5 year anniversary of Grandpa's death. It's unreal to believe I've actually been blogging for 5 years this year and that was the entry I wrote up when Grandpa died. It's hard to believe five years have passed since he's died. It seems like yesterday he was here with us.
**This is my favorite photo of grandpa. Back when I was in photography class I had to take a photo without flash and I took this one of Grandpa with my camera on a tripod and he never even realized I was taking this photo. It is grandpa warming his feet by the fire (his feet were always cold) and enjoying a magazine.
People say that 'time heals all wounds'. I don't think that is accurate. I think time makes it easier for us to cope with our feelings. I think we are still raw and always will be raw. I think time hardens us. It allows us to learn how to turn off feelings. It allows us to not cry every time a memory is triggered of that person. It makes us realize that that person will never share another new memory with us and it is that realization that makes us break down. Once that realization is accepted and dealt with, we harden and it makes it easier to live with those happy memories of the person we loved that has passed without crying or dying inside.
There isn't a day that goes by that I don't think of grandpa. He is triggered at random moments of my day. I still get tears in my eyes to know he never met Justin, that he never saw Joey grow up and he'll never be there to see another one of my scrapbook pages. He was such a huge supporter of my passion to document my family's lives through scrapbooking. Once he died, scrapbooking just wasn't the same for me. When I scrapbook I miss him.

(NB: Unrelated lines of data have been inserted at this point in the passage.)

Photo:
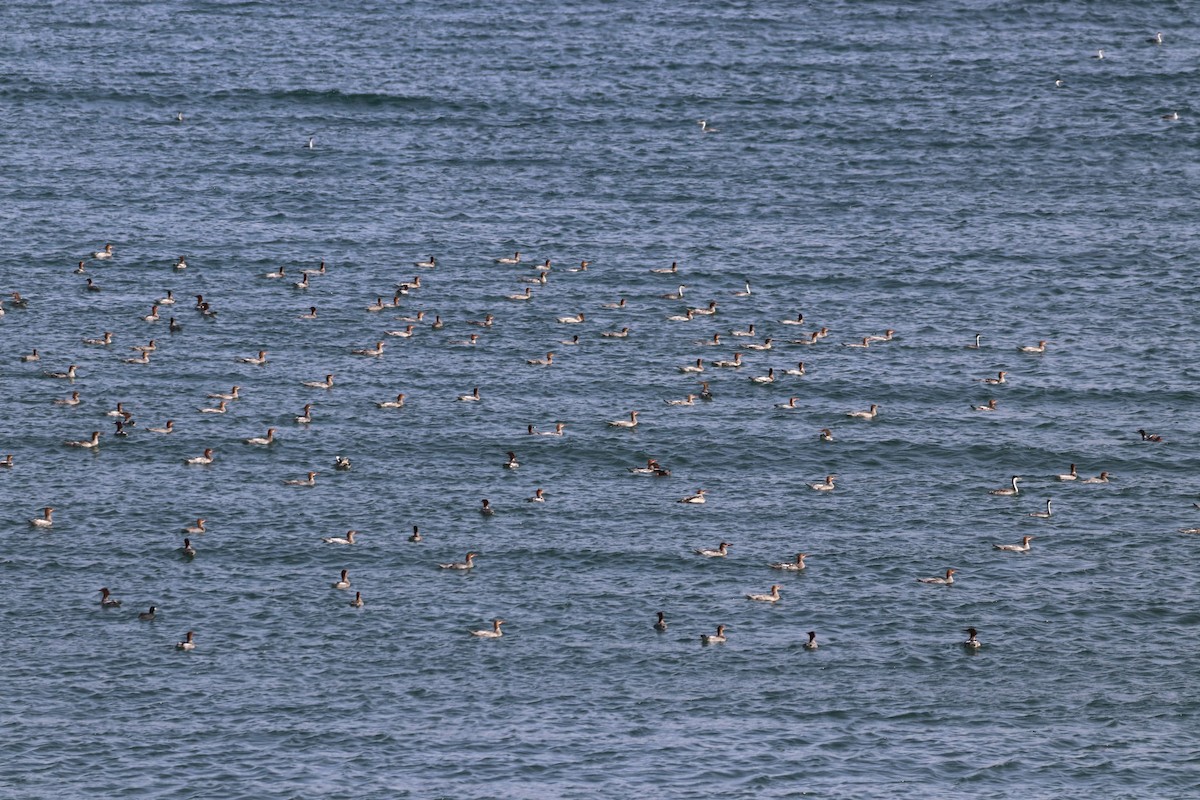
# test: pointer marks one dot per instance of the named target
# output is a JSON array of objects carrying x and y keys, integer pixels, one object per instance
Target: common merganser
[
  {"x": 376, "y": 350},
  {"x": 865, "y": 415},
  {"x": 1042, "y": 515},
  {"x": 207, "y": 458},
  {"x": 942, "y": 582},
  {"x": 1024, "y": 547},
  {"x": 495, "y": 633},
  {"x": 319, "y": 384},
  {"x": 306, "y": 481},
  {"x": 688, "y": 401},
  {"x": 767, "y": 599},
  {"x": 791, "y": 566},
  {"x": 466, "y": 564},
  {"x": 263, "y": 440},
  {"x": 827, "y": 486},
  {"x": 631, "y": 422},
  {"x": 1008, "y": 492},
  {"x": 91, "y": 443},
  {"x": 652, "y": 468},
  {"x": 261, "y": 359}
]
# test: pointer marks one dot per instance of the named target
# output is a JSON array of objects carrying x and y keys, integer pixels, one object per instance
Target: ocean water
[{"x": 874, "y": 166}]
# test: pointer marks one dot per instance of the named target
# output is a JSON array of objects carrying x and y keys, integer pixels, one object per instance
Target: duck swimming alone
[{"x": 493, "y": 633}]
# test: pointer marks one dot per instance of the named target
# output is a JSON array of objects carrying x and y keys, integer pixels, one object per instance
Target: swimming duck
[
  {"x": 1024, "y": 547},
  {"x": 791, "y": 566},
  {"x": 943, "y": 582},
  {"x": 468, "y": 563},
  {"x": 495, "y": 633}
]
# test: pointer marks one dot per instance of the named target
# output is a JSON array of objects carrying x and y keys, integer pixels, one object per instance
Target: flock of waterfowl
[{"x": 747, "y": 342}]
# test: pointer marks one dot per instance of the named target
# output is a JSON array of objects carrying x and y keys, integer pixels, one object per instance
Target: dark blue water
[{"x": 874, "y": 166}]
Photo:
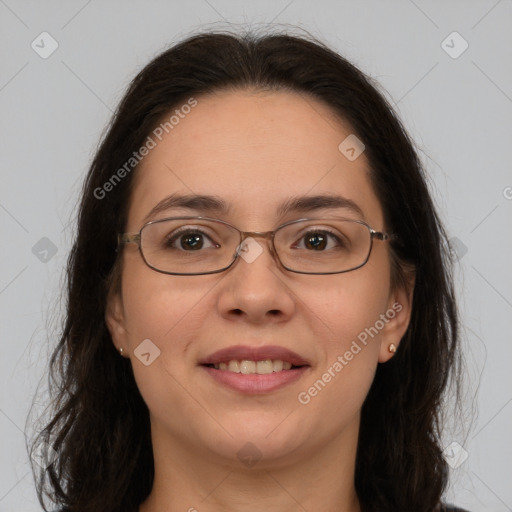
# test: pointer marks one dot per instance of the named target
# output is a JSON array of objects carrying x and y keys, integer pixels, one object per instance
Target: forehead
[{"x": 255, "y": 150}]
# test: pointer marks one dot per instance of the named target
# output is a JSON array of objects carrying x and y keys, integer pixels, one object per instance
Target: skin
[{"x": 254, "y": 150}]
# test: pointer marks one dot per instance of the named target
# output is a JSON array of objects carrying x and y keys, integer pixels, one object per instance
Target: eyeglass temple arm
[{"x": 126, "y": 238}]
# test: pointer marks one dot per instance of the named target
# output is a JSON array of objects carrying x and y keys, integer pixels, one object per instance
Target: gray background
[{"x": 459, "y": 111}]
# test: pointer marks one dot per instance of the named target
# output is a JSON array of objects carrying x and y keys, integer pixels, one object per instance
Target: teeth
[{"x": 250, "y": 367}]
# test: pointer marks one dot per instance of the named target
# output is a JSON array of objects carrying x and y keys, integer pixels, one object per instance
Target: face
[{"x": 255, "y": 151}]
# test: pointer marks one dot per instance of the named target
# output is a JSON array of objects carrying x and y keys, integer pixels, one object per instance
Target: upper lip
[{"x": 244, "y": 352}]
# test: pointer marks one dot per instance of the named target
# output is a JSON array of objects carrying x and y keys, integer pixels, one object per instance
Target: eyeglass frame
[{"x": 126, "y": 238}]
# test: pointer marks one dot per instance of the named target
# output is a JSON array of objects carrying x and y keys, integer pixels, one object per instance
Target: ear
[
  {"x": 115, "y": 320},
  {"x": 398, "y": 315}
]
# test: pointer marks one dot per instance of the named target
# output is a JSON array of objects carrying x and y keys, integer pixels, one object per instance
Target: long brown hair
[{"x": 99, "y": 427}]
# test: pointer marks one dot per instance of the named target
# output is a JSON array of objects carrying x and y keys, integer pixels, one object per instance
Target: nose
[{"x": 255, "y": 289}]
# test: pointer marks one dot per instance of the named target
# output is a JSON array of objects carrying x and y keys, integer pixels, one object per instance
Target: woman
[{"x": 260, "y": 308}]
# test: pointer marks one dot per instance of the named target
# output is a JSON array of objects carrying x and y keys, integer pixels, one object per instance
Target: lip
[
  {"x": 244, "y": 352},
  {"x": 254, "y": 383}
]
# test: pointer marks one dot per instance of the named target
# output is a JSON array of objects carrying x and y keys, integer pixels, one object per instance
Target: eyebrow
[{"x": 216, "y": 205}]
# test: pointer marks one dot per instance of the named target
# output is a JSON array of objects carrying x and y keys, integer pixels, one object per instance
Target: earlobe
[
  {"x": 114, "y": 318},
  {"x": 398, "y": 315}
]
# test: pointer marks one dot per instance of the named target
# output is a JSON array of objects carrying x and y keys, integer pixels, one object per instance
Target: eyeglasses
[{"x": 199, "y": 245}]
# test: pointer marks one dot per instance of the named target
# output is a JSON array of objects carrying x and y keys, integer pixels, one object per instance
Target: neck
[{"x": 189, "y": 479}]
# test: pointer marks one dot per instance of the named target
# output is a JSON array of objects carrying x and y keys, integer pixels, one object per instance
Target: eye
[
  {"x": 319, "y": 240},
  {"x": 188, "y": 239}
]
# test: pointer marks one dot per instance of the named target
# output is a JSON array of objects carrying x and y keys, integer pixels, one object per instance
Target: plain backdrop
[{"x": 445, "y": 64}]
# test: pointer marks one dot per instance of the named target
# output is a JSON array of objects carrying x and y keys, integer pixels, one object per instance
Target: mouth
[
  {"x": 248, "y": 367},
  {"x": 255, "y": 370}
]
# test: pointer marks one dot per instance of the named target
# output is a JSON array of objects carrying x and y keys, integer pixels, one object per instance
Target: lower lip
[{"x": 254, "y": 383}]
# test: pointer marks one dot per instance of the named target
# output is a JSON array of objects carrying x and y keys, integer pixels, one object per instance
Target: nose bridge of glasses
[{"x": 267, "y": 235}]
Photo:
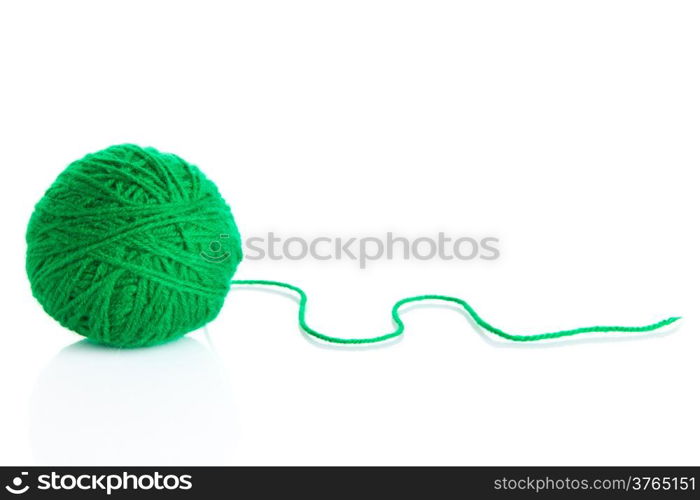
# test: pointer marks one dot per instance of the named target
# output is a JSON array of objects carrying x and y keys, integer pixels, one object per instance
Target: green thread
[
  {"x": 120, "y": 247},
  {"x": 400, "y": 327},
  {"x": 115, "y": 247}
]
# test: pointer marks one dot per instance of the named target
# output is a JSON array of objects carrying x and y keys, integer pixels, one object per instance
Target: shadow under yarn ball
[{"x": 119, "y": 248}]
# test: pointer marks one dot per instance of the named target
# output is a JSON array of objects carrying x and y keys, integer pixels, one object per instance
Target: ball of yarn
[{"x": 132, "y": 247}]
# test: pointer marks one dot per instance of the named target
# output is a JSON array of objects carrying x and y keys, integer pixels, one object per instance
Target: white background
[{"x": 567, "y": 129}]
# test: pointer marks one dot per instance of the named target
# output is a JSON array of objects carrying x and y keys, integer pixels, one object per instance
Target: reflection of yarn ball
[{"x": 119, "y": 249}]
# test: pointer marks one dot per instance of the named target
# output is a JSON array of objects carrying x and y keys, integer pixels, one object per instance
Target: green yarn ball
[{"x": 132, "y": 247}]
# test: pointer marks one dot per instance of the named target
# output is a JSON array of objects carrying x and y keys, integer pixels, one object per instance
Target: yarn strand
[{"x": 400, "y": 326}]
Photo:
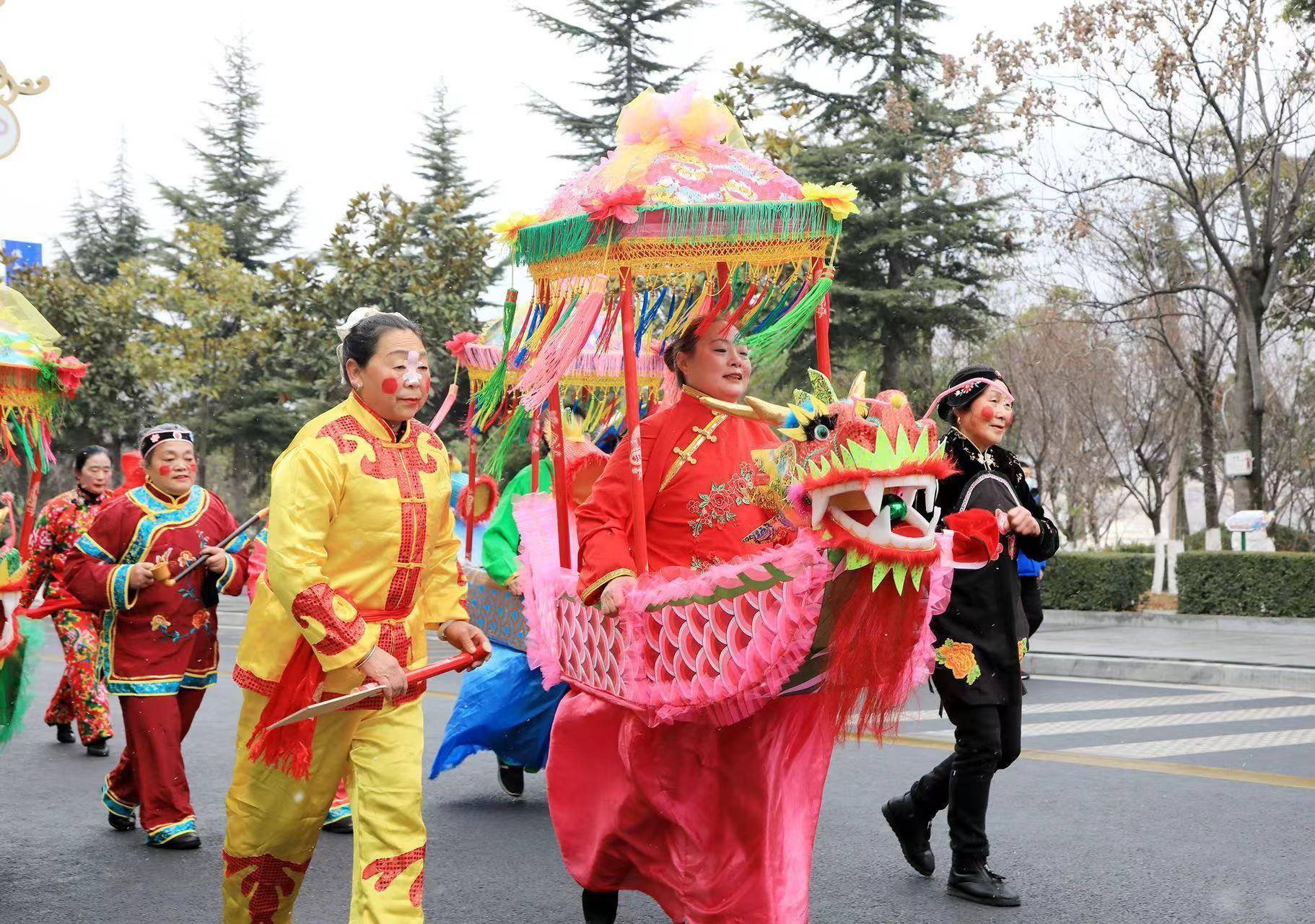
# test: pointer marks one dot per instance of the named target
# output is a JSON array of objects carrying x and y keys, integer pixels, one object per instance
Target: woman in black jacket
[{"x": 982, "y": 639}]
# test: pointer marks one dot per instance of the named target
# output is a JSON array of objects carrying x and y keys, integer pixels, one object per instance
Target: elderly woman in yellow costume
[{"x": 362, "y": 562}]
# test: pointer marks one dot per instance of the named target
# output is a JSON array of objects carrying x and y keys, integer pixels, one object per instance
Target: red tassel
[
  {"x": 873, "y": 642},
  {"x": 288, "y": 748}
]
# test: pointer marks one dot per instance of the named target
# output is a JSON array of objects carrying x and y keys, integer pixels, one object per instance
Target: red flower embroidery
[{"x": 619, "y": 204}]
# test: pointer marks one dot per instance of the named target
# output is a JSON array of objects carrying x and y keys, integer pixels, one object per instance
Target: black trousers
[
  {"x": 987, "y": 739},
  {"x": 1030, "y": 589}
]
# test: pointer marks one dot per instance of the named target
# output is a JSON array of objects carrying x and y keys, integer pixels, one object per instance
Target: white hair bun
[{"x": 355, "y": 318}]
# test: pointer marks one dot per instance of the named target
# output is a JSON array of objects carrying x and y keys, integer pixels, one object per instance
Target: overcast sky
[{"x": 344, "y": 86}]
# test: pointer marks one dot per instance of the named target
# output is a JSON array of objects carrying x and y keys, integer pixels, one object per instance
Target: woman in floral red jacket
[{"x": 81, "y": 696}]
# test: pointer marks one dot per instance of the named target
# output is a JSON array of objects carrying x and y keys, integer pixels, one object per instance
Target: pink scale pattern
[{"x": 679, "y": 653}]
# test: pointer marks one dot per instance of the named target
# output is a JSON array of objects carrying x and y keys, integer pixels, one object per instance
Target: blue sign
[{"x": 22, "y": 254}]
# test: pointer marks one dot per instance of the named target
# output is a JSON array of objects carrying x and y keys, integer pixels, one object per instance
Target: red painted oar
[{"x": 414, "y": 677}]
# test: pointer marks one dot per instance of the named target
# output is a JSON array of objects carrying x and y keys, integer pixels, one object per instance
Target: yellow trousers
[{"x": 274, "y": 821}]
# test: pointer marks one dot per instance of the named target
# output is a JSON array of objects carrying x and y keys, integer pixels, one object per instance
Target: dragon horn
[
  {"x": 753, "y": 409},
  {"x": 729, "y": 408},
  {"x": 860, "y": 385},
  {"x": 775, "y": 414}
]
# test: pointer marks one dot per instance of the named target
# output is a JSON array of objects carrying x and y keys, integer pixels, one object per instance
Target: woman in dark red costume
[{"x": 716, "y": 823}]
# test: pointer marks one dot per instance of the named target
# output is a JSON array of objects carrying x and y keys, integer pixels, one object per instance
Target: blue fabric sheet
[{"x": 502, "y": 707}]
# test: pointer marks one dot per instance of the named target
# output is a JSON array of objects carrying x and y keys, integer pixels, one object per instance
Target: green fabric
[{"x": 502, "y": 538}]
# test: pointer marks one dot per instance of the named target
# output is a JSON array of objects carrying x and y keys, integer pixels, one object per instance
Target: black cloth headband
[{"x": 157, "y": 435}]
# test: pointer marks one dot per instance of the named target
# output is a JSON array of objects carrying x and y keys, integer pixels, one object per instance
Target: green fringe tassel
[
  {"x": 489, "y": 397},
  {"x": 784, "y": 331},
  {"x": 517, "y": 429},
  {"x": 16, "y": 693},
  {"x": 554, "y": 238},
  {"x": 734, "y": 222}
]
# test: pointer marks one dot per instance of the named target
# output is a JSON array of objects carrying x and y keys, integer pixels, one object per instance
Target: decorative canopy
[
  {"x": 679, "y": 222},
  {"x": 36, "y": 381}
]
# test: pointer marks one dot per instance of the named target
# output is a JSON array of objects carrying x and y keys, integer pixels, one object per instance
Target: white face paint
[{"x": 411, "y": 379}]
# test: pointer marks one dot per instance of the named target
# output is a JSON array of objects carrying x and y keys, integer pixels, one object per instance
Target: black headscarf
[{"x": 963, "y": 397}]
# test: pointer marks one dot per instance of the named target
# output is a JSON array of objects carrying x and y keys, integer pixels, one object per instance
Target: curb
[
  {"x": 1174, "y": 671},
  {"x": 1163, "y": 619}
]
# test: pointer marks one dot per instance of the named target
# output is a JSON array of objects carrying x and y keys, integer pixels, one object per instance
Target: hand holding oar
[
  {"x": 455, "y": 663},
  {"x": 201, "y": 559}
]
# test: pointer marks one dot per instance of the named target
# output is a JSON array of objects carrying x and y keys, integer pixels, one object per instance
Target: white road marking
[
  {"x": 1132, "y": 702},
  {"x": 1201, "y": 746},
  {"x": 1164, "y": 720}
]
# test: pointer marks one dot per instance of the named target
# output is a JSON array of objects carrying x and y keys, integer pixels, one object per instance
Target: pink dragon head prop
[
  {"x": 860, "y": 476},
  {"x": 862, "y": 581},
  {"x": 857, "y": 471}
]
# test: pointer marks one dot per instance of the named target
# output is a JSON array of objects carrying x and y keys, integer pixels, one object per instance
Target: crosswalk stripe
[
  {"x": 1151, "y": 702},
  {"x": 1161, "y": 720},
  {"x": 1132, "y": 702},
  {"x": 1201, "y": 746}
]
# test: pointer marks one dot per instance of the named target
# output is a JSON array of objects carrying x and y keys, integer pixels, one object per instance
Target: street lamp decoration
[{"x": 9, "y": 91}]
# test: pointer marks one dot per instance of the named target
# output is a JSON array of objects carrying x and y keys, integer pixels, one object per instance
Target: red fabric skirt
[{"x": 717, "y": 824}]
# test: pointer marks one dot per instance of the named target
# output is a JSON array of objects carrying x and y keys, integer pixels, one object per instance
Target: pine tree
[
  {"x": 918, "y": 258},
  {"x": 628, "y": 36},
  {"x": 238, "y": 187},
  {"x": 107, "y": 229},
  {"x": 441, "y": 166}
]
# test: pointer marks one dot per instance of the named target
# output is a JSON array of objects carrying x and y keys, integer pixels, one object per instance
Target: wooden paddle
[
  {"x": 196, "y": 563},
  {"x": 414, "y": 677}
]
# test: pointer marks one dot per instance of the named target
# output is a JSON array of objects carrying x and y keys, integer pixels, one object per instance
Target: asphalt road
[{"x": 1132, "y": 803}]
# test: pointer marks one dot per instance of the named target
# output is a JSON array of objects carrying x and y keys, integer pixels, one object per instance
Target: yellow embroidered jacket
[{"x": 361, "y": 549}]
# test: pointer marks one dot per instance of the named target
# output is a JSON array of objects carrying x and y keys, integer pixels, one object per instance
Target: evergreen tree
[
  {"x": 238, "y": 188},
  {"x": 918, "y": 258},
  {"x": 441, "y": 166},
  {"x": 108, "y": 229},
  {"x": 628, "y": 35}
]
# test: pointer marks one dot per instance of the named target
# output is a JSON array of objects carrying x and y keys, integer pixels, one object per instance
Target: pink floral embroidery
[{"x": 717, "y": 507}]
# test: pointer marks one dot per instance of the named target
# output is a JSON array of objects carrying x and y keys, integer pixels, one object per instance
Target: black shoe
[
  {"x": 512, "y": 780},
  {"x": 184, "y": 842},
  {"x": 975, "y": 882},
  {"x": 914, "y": 834},
  {"x": 598, "y": 907},
  {"x": 342, "y": 826}
]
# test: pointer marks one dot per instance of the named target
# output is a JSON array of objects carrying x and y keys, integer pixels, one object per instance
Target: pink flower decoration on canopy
[
  {"x": 457, "y": 346},
  {"x": 619, "y": 204},
  {"x": 71, "y": 372}
]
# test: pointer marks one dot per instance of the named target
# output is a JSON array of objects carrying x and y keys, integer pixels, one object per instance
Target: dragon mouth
[{"x": 860, "y": 507}]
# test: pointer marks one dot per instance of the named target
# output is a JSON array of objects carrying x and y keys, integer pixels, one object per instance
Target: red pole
[
  {"x": 470, "y": 514},
  {"x": 637, "y": 480},
  {"x": 561, "y": 479},
  {"x": 534, "y": 453},
  {"x": 29, "y": 512},
  {"x": 822, "y": 322}
]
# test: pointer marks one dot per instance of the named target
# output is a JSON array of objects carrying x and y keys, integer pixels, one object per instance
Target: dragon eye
[{"x": 820, "y": 427}]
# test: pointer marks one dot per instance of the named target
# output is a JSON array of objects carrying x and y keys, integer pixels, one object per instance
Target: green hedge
[
  {"x": 1097, "y": 580},
  {"x": 1251, "y": 584},
  {"x": 1285, "y": 539}
]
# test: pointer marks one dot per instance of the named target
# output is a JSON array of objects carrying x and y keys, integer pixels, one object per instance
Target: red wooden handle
[{"x": 455, "y": 663}]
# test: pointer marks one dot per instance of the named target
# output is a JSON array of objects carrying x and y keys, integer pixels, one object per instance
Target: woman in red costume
[
  {"x": 716, "y": 823},
  {"x": 81, "y": 694},
  {"x": 161, "y": 651}
]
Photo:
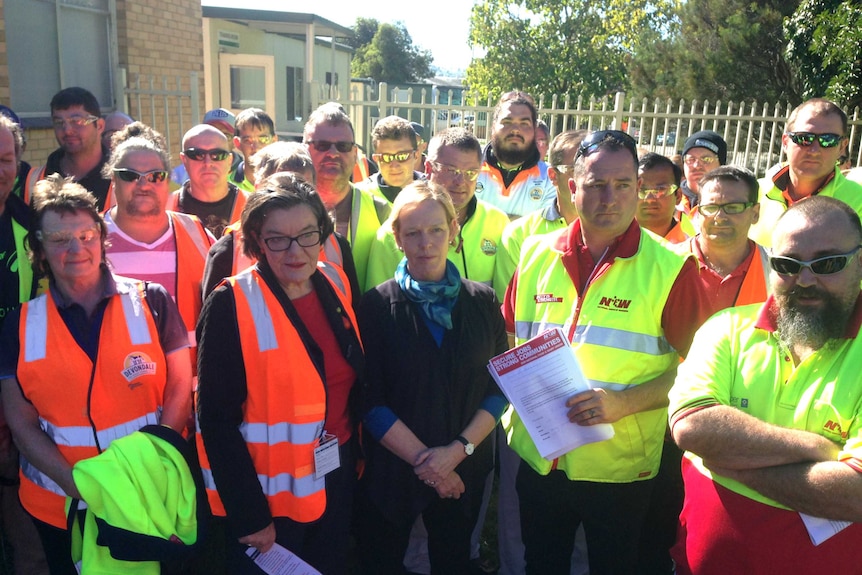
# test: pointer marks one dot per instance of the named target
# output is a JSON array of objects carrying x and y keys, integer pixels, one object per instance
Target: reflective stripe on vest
[
  {"x": 101, "y": 402},
  {"x": 37, "y": 324},
  {"x": 266, "y": 338},
  {"x": 285, "y": 406},
  {"x": 623, "y": 340},
  {"x": 193, "y": 244}
]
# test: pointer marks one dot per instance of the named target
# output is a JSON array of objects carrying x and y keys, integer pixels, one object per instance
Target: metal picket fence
[
  {"x": 752, "y": 130},
  {"x": 169, "y": 104}
]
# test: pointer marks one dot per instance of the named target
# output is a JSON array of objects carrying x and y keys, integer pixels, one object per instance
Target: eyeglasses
[
  {"x": 805, "y": 139},
  {"x": 396, "y": 157},
  {"x": 705, "y": 160},
  {"x": 73, "y": 122},
  {"x": 326, "y": 145},
  {"x": 731, "y": 209},
  {"x": 827, "y": 265},
  {"x": 197, "y": 154},
  {"x": 283, "y": 243},
  {"x": 469, "y": 175},
  {"x": 130, "y": 175},
  {"x": 658, "y": 193},
  {"x": 594, "y": 141},
  {"x": 261, "y": 140},
  {"x": 63, "y": 240}
]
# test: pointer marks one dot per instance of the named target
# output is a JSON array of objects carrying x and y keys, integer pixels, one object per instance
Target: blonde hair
[{"x": 417, "y": 192}]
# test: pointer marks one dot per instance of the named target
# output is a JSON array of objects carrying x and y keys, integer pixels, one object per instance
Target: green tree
[
  {"x": 386, "y": 53},
  {"x": 824, "y": 50},
  {"x": 719, "y": 50},
  {"x": 559, "y": 46}
]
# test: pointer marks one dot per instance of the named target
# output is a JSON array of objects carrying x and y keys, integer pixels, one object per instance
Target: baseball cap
[
  {"x": 221, "y": 119},
  {"x": 419, "y": 129},
  {"x": 709, "y": 140}
]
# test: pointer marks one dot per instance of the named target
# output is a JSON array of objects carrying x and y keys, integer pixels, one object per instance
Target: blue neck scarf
[{"x": 435, "y": 299}]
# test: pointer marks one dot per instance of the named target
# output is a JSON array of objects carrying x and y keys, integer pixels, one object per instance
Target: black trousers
[
  {"x": 553, "y": 507},
  {"x": 57, "y": 544},
  {"x": 449, "y": 523}
]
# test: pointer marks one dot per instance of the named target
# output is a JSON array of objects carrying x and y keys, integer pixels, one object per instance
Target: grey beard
[{"x": 812, "y": 328}]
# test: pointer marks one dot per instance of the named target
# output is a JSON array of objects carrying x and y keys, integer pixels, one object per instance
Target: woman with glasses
[
  {"x": 279, "y": 354},
  {"x": 95, "y": 358},
  {"x": 430, "y": 403}
]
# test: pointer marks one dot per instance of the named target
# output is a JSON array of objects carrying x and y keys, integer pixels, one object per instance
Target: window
[
  {"x": 246, "y": 81},
  {"x": 295, "y": 85},
  {"x": 53, "y": 44}
]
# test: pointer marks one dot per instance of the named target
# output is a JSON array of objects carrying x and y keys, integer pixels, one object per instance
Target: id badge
[{"x": 326, "y": 457}]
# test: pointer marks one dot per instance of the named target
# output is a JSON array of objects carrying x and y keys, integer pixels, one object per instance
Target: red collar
[
  {"x": 624, "y": 246},
  {"x": 766, "y": 318}
]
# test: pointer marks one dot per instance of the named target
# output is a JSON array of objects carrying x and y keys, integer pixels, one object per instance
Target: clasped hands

Do you know how some people see something you made or did and say, 'It's nice'? Grandpa was never like that. I miss him reading every word on my pages and looking intently at the pictures. I miss him saying how he loves how I did the page. I miss his genuine love for my work. Or the questions he would ask me or how he would laugh at certain memories. He would show me how much he loved me through his appreciation through scrapbooking. I hope that one day my children will appreciate my scrapbooking as much as grandpa did.
Grandpa, I miss you every day I'm alive and I'm not with you. Though you were never my biological grandpa you blessed my life by being in it. I'm a better person because of you.